DomainlifecyclesCodeGenerator

The Domainlifecycles Code Generator (DCG) formerly NitroX Code Generator (NCG) is the first version of a Generative AI Assistance System which was developed for esentri's Domain Lifecycles Framework for the Domain-Driven Design (DDD) Development process.

This first version of the DCG is able to create syntactically correct Domainlifecycles JSON objects as part of the Domainlifecycles DSL. More information about the DCG and its creation, as well as limitations and future work, can be found in the Master Thesis PDF.

The DCG was developed in collaboration with esentri as part of my Master's thesis at the Karlsruhe University of Applied Sciences.

This repository contains the project files, models and logs for the DCG.

Outsourced from this repository is the DCG-DemoApp which was developed for the presentation and showcase of the possibilities of this first model.

Important

At the time of the creation of the thesis and the project, the domain lifecycles framework still had the working title NitroX. In the following project, as well as in the entire master thesis, Domainlifecycles is always referred to as NitroX.

Overview

DomainlifecyclesCodeGenerator/
├── [FOLDER]
...
├── .gitignore
├── 1_datasetGenerator.ipynb
├── 2_trainingLoop.ipynb
├── 3_hyperparameterTrainer.ipynb
├── 4_optunaEvaluation.ipynb
├── 5_finalTraining.ipynb
├── ColoredDataPreprocessingProcess.jpg
├── environment.yml
├── finalTraining_v1_tbExport.csv
├── LICENSE
├── Master-Thesis_Götz-Henrik_Wiegand_2024.pdf
└── README.md

Folder Structure

all_json:
- Folder containing the raw JSON files for fine-tuning the DCG.
- The customer-related project data from the "esentri-Partner" was removed from the data set. That was 80% of the files and so the data set is only stored here as an example.
datasets:
- Empty folder reserved for export and storage of the generated and cleaned dataset.
gen_json:
- Folder with the generated samples for the Model Assessment phase.
models:
- Reserved path for the model export with the finalTraining_v1 model as the result of the final training for the DCG.
runs:
- Reserved tensorboard callback folder for the training history logs. The results from the final training of the DCG are stored here.
- The metrics and progressions logged there can be displayed and analyzed with a tensorboard.

System Requirements

Important

The entire project was developed on a Linux 64-bit system with an NVIDIA graphics card. The setup and the README have therefore only been tested for these specifications:

Ubuntu 22.04.4 LTS
GeForce RTX 2080 Ti (11GB VRAM)

Installation and Setup

Clone the Repository

Clone the repository:

git clone [email protected]:Tr33Bug/DomainlifecyclesCodeGenerator.git
cd DomainlifecyclesCodeGenerator

Install the Requirements

Create a conda environment and install all the requirements from the environment.yml:

# create environment
conda env create -f environment.yml

# activate environment
conda activate DCGServerEnv

Run the Notebooks

Start with 1_datasetGenerator.ipynb and follow the instructions from the jupyter notebook.
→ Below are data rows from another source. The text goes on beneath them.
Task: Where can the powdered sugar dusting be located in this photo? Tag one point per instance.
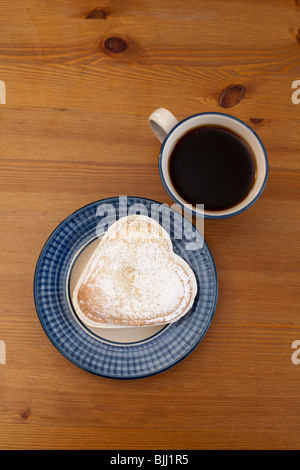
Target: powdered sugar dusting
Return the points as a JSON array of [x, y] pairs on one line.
[[134, 278]]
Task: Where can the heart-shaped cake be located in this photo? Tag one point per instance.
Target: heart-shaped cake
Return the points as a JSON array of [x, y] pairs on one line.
[[134, 278]]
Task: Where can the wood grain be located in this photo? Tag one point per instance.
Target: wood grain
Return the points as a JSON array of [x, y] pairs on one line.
[[74, 130]]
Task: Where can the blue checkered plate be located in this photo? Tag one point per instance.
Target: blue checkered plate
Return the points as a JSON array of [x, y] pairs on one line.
[[120, 353]]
Workflow and Engineering Documentation

This section documents some of the project workflows and their setup.

Remote Training

Note

The entire project was engineered remotely via VS Code SSH access. In order to be able to close the notebook during longer training times, the notebooks were exported as a Python script and executed remotely with a tmux session.

The setup and procedure is explained in this section using the example of the 1_datasetGenerator and the 2_trainingLoop notebook:

Start session and setup:
- Start ssh session or start a terminal to run the notebook on the local computer.
- Navigate to the project folder or clone the repository to a desired location.
- Export the corresponding notebooks to be executed as python script.
Set run_name in 1_datasetGenerator.py and 2_trainingLoop.py to a desired name (must be the same in both)

run bash commands:

# start tmux session
tmux

# run the scripts and pipe the output to a log.txt file.
python 1_datasetGenerator.py > log.txt
python 2_trainingLoop.py > log.txt

Ctrl+B, then D (to detach the tmux session)
Open tensorboard with the ./runs folder

-> Reconnect to detached Session:

tmux lsto list sessions:

0: 1 windows (created Mon Mar 18 21:36:24 2024)
1: 1 windows (created Wed Apr  3 10:22:08 2024)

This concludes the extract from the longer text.